Authors: Yifan Hou, Mrinmaya Sachan
NLP has a rich history of representing our prior understanding of language in the form of graphs. Recent work on analyzing contextualized text representations has focused on hand-designed probe models to understand how and to what extent do these representations encode a particular linguistic phenomenon. However, due to the inter-dependence of various phenomena and randomness of training probe models, detecting how these representations encode the rich information in these linguistic graphs remains a challenging problem.

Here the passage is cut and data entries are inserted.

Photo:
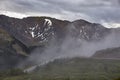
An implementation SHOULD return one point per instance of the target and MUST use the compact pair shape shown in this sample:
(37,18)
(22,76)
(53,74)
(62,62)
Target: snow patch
(48,22)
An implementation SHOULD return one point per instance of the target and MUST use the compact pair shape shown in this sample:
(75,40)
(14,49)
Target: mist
(73,47)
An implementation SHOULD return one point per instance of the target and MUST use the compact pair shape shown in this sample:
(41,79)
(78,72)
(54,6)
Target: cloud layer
(100,11)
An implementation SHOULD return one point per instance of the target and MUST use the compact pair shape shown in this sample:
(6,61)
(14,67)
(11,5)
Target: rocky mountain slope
(18,37)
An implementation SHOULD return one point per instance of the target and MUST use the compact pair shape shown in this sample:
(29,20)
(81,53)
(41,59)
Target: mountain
(34,31)
(19,37)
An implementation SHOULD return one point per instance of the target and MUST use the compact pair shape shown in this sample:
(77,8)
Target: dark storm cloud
(95,10)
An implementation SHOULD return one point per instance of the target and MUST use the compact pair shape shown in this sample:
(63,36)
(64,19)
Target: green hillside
(73,69)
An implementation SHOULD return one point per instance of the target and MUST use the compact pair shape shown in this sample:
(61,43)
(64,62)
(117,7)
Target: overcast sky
(106,12)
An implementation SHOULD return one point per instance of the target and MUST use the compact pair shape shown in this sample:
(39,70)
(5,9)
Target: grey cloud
(98,10)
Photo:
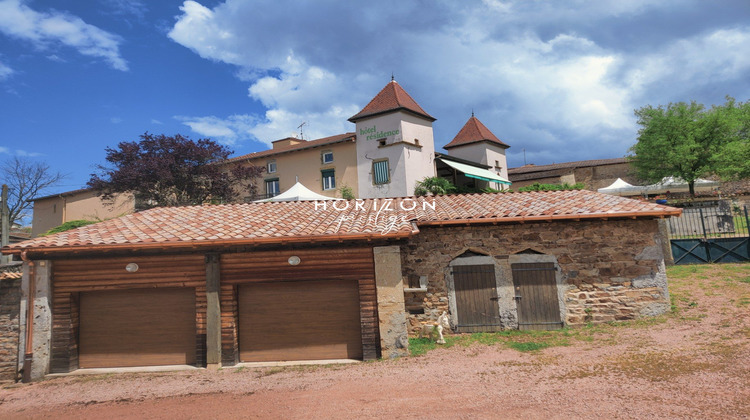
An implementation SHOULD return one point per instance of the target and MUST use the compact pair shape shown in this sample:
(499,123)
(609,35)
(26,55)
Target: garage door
(305,320)
(138,327)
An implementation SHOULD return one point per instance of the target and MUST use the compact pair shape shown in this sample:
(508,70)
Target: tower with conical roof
(395,145)
(476,143)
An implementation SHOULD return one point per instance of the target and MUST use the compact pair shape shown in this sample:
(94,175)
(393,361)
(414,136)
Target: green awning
(477,173)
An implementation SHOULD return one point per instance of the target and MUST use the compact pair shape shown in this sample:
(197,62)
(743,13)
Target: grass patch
(527,346)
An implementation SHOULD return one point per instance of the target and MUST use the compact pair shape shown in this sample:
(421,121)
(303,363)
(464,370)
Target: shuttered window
(272,187)
(329,179)
(380,174)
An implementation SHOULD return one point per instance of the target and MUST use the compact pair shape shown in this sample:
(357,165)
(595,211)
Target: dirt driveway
(693,363)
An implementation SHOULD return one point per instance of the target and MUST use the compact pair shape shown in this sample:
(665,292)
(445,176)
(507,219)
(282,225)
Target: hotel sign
(372,133)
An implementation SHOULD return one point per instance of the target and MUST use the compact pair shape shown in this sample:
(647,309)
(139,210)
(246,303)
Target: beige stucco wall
(484,153)
(85,205)
(408,161)
(307,165)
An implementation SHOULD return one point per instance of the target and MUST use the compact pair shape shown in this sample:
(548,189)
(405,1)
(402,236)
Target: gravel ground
(694,363)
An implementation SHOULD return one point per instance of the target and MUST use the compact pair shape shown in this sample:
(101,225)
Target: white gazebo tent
(622,188)
(298,192)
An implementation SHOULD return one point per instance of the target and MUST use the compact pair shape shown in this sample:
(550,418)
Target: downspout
(29,348)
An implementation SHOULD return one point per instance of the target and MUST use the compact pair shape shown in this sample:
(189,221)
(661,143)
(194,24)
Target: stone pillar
(391,310)
(666,244)
(42,323)
(213,312)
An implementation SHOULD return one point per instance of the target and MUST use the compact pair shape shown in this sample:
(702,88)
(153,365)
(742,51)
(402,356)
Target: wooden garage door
(301,320)
(137,327)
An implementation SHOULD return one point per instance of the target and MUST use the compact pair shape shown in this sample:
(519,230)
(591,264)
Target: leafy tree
(434,186)
(552,187)
(26,180)
(68,226)
(733,160)
(173,171)
(681,140)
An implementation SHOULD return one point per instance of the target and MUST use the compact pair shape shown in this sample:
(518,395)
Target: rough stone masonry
(608,270)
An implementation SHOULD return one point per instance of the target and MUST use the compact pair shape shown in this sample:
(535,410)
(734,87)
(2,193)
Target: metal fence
(712,233)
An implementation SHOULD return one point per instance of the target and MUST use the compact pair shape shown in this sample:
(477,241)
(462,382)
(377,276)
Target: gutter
(185,245)
(523,219)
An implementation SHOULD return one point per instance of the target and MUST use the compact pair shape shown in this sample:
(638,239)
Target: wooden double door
(300,320)
(137,327)
(536,297)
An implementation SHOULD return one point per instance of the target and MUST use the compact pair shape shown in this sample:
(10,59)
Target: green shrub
(68,226)
(552,187)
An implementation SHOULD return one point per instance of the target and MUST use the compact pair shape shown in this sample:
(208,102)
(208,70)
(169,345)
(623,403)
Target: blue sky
(559,79)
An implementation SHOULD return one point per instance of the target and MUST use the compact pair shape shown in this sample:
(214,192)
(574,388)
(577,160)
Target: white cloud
(5,71)
(20,152)
(46,29)
(227,131)
(539,74)
(127,7)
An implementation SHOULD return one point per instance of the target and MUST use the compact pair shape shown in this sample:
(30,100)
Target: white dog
(429,329)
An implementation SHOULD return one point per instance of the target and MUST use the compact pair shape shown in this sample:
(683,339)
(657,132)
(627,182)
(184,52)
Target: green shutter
(380,172)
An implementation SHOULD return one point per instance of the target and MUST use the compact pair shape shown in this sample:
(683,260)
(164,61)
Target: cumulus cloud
(552,78)
(46,30)
(225,130)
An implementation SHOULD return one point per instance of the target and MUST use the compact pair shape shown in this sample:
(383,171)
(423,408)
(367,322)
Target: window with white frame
(272,187)
(329,179)
(380,173)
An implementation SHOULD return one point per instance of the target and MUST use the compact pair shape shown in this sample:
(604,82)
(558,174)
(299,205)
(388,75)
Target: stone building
(259,282)
(10,301)
(594,174)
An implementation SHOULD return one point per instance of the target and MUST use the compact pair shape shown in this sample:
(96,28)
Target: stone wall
(10,303)
(607,270)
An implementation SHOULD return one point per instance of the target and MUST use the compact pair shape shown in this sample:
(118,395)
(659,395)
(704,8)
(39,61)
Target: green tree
(681,140)
(434,186)
(733,160)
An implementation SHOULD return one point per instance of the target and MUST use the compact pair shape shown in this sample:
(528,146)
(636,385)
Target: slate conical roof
(474,131)
(392,98)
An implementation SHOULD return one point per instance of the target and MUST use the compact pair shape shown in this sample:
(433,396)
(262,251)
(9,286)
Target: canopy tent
(476,173)
(298,192)
(668,184)
(622,188)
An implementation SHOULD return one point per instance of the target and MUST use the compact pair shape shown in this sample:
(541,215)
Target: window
(272,187)
(329,179)
(380,173)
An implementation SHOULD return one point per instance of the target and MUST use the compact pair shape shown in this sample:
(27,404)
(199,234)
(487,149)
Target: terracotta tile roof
(301,221)
(392,98)
(10,276)
(473,132)
(338,138)
(566,165)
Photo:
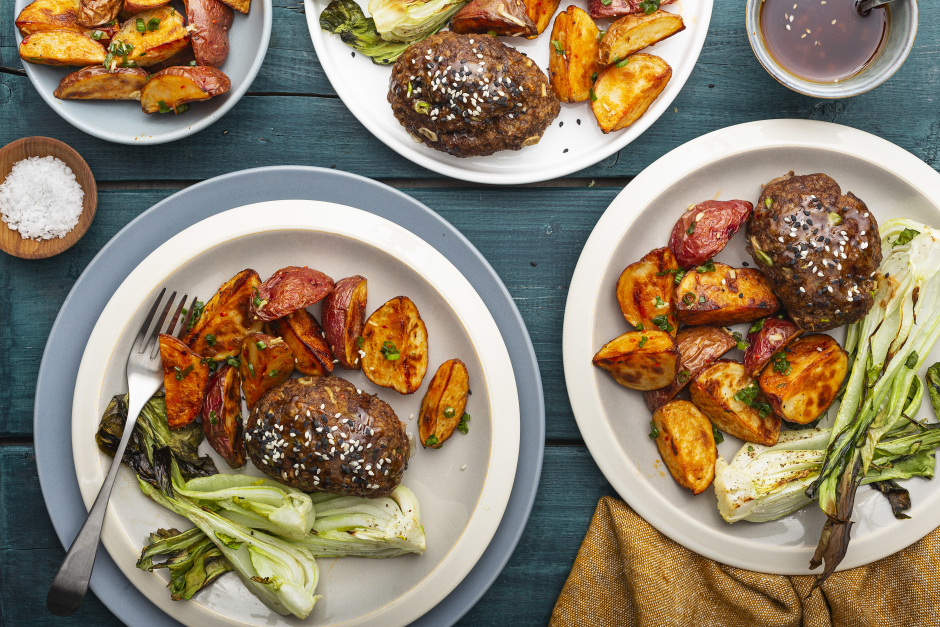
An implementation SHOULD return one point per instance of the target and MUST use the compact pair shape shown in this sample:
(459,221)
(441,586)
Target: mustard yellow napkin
(628,574)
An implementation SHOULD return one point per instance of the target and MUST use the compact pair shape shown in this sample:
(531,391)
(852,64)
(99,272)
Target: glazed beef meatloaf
(470,95)
(322,434)
(819,248)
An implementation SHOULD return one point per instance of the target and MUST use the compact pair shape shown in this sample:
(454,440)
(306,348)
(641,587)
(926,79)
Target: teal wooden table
(532,236)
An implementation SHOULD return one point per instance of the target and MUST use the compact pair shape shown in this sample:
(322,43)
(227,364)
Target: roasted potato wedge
(541,12)
(573,55)
(622,93)
(640,360)
(61,47)
(290,289)
(174,86)
(222,416)
(645,290)
(636,31)
(209,22)
(303,335)
(151,46)
(185,378)
(805,378)
(395,343)
(138,6)
(97,83)
(344,315)
(723,296)
(226,319)
(766,337)
(443,405)
(48,15)
(615,8)
(97,12)
(704,230)
(266,362)
(686,443)
(698,347)
(507,18)
(732,401)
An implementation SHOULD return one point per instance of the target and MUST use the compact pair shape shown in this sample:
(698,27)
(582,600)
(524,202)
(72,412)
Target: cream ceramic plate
(728,164)
(563,149)
(463,488)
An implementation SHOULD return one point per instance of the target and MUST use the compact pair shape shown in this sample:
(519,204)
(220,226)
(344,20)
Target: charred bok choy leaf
(346,19)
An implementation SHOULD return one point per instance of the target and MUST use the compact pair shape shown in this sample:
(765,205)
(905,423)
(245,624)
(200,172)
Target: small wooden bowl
(11,241)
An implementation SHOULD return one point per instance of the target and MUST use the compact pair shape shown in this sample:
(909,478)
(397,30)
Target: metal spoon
(865,6)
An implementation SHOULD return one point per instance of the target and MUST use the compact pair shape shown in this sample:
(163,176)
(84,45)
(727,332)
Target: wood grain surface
(11,241)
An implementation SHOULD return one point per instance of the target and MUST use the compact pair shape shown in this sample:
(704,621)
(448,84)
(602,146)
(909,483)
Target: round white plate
(614,421)
(463,488)
(123,122)
(571,143)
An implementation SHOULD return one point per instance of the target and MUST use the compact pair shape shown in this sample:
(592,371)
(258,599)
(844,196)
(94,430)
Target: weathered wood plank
(727,87)
(524,594)
(547,227)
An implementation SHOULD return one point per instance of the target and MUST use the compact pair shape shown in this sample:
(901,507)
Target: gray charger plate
(89,295)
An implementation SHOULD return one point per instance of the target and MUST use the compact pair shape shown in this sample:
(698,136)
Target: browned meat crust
(819,248)
(470,95)
(322,434)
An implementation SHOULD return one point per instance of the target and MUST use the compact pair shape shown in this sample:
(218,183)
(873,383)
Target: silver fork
(144,378)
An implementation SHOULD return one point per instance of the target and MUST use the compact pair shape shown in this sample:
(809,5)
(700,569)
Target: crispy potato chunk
(305,338)
(723,296)
(732,401)
(509,18)
(541,12)
(266,362)
(226,319)
(97,83)
(290,289)
(624,93)
(573,55)
(640,360)
(805,378)
(698,347)
(770,336)
(443,405)
(61,47)
(210,21)
(644,292)
(344,315)
(395,343)
(152,46)
(48,15)
(185,378)
(173,86)
(686,443)
(636,31)
(222,416)
(705,229)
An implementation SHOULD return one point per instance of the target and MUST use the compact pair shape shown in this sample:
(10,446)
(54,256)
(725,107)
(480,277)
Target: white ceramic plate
(571,143)
(463,488)
(614,421)
(123,122)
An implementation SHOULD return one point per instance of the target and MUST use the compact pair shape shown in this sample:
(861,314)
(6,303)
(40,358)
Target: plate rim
(231,100)
(535,175)
(577,336)
(163,220)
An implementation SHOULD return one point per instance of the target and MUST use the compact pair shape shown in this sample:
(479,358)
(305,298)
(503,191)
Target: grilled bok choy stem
(767,482)
(890,346)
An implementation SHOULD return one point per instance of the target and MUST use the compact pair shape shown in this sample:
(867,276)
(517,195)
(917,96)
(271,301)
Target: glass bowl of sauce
(824,48)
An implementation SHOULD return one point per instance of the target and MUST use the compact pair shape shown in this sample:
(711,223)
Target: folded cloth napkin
(628,574)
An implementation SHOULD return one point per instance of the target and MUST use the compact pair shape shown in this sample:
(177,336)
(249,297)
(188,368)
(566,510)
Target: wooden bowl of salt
(11,241)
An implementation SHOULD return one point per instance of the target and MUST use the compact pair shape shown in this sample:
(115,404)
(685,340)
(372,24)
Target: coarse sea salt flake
(40,198)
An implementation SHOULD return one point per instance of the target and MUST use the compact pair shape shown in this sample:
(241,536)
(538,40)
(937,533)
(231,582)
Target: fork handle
(71,582)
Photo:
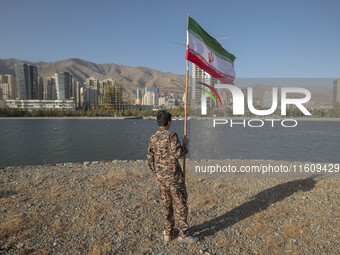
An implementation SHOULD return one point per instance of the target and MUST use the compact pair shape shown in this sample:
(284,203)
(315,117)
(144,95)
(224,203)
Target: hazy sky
(272,38)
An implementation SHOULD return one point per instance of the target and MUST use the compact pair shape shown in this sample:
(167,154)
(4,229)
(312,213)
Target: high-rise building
(40,89)
(8,86)
(51,89)
(63,81)
(76,92)
(138,94)
(138,99)
(336,91)
(199,75)
(112,97)
(92,82)
(26,80)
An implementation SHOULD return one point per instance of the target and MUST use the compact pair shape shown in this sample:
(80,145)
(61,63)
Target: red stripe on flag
(200,61)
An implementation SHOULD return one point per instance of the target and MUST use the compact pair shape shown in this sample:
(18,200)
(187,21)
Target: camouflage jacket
(163,153)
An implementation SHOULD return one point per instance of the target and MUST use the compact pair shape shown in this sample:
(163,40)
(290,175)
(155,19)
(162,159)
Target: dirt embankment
(114,208)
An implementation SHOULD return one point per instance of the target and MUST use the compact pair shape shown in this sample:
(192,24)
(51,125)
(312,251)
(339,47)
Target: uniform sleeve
(176,149)
(151,158)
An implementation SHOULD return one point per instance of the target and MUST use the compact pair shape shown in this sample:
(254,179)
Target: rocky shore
(114,208)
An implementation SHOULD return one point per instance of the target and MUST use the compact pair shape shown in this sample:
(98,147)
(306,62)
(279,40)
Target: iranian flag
(204,51)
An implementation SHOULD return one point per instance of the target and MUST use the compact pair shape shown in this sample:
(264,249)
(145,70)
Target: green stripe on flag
(208,40)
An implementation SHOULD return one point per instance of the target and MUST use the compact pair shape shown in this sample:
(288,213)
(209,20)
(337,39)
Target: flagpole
(185,110)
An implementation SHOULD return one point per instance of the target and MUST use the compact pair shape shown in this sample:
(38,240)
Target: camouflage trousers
(174,196)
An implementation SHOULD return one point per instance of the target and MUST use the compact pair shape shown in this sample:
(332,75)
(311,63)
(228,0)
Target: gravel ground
(114,208)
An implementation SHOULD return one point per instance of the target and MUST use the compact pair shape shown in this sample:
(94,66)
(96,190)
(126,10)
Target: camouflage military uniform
(163,153)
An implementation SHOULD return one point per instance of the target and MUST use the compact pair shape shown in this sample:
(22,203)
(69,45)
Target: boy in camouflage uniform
(163,153)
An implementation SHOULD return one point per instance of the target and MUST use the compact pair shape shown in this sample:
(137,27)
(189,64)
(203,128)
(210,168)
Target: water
(32,142)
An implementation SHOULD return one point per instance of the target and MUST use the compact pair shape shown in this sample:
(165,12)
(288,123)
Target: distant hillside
(138,77)
(132,78)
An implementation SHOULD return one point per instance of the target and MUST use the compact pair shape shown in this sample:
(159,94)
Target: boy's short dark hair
(163,117)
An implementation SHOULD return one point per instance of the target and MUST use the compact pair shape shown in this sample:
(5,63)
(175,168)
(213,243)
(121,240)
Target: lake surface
(33,142)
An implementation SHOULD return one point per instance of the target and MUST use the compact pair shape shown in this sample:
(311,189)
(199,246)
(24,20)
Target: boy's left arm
(177,150)
(151,158)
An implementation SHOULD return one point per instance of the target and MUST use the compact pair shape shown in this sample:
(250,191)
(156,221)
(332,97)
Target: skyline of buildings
(26,84)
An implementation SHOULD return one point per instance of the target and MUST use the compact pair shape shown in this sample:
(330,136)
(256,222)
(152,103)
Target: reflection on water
(30,142)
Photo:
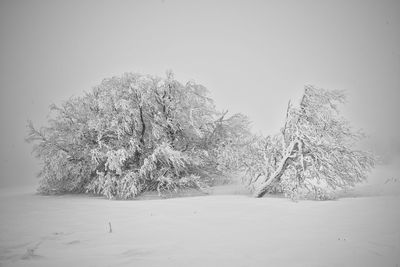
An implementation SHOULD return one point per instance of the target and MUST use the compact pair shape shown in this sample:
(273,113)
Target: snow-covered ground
(227,228)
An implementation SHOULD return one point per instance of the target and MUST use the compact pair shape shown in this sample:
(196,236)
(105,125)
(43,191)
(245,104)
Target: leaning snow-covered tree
(132,134)
(312,155)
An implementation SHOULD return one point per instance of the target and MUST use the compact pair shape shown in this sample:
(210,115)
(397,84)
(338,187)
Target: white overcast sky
(252,55)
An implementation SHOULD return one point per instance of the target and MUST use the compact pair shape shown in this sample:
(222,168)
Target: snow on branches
(314,153)
(132,134)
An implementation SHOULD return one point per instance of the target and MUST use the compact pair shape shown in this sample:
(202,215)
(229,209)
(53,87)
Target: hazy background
(252,55)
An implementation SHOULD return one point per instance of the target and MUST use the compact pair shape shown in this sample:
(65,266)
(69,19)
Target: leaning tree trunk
(263,188)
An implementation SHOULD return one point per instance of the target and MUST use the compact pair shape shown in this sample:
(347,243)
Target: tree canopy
(313,154)
(136,133)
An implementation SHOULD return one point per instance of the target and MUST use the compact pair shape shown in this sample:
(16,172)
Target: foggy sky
(252,55)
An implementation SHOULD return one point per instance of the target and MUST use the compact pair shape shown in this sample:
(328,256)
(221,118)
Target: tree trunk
(263,188)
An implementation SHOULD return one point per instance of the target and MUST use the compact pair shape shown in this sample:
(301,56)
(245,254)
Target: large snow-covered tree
(312,155)
(135,133)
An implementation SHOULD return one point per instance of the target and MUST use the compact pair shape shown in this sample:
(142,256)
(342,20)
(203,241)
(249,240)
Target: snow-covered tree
(132,134)
(312,155)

In this paper, we propose a new information-theoretic probe, Bird's Eye, which is a fairly simple probe method for detecting if and how these representations encode the information in these linguistic graphs. Instead of using classifier performance, our probe takes an information-theoretic view of probing and estimates the mutual information between the linguistic graph embedded in a continuous space and the contextualized word representations. Furthermore, we also propose an approach to use our probe to investigate localized linguistic information in the linguistic graphs using perturbation analysis. We call this probing setup Worm's Eye. Using these probes, we analyze BERT models on their ability to encode a syntactic and a semantic graph structure, and find that these models encode to some degree both syntactic as well as semantic information; albeit syntactic information to a greater extent.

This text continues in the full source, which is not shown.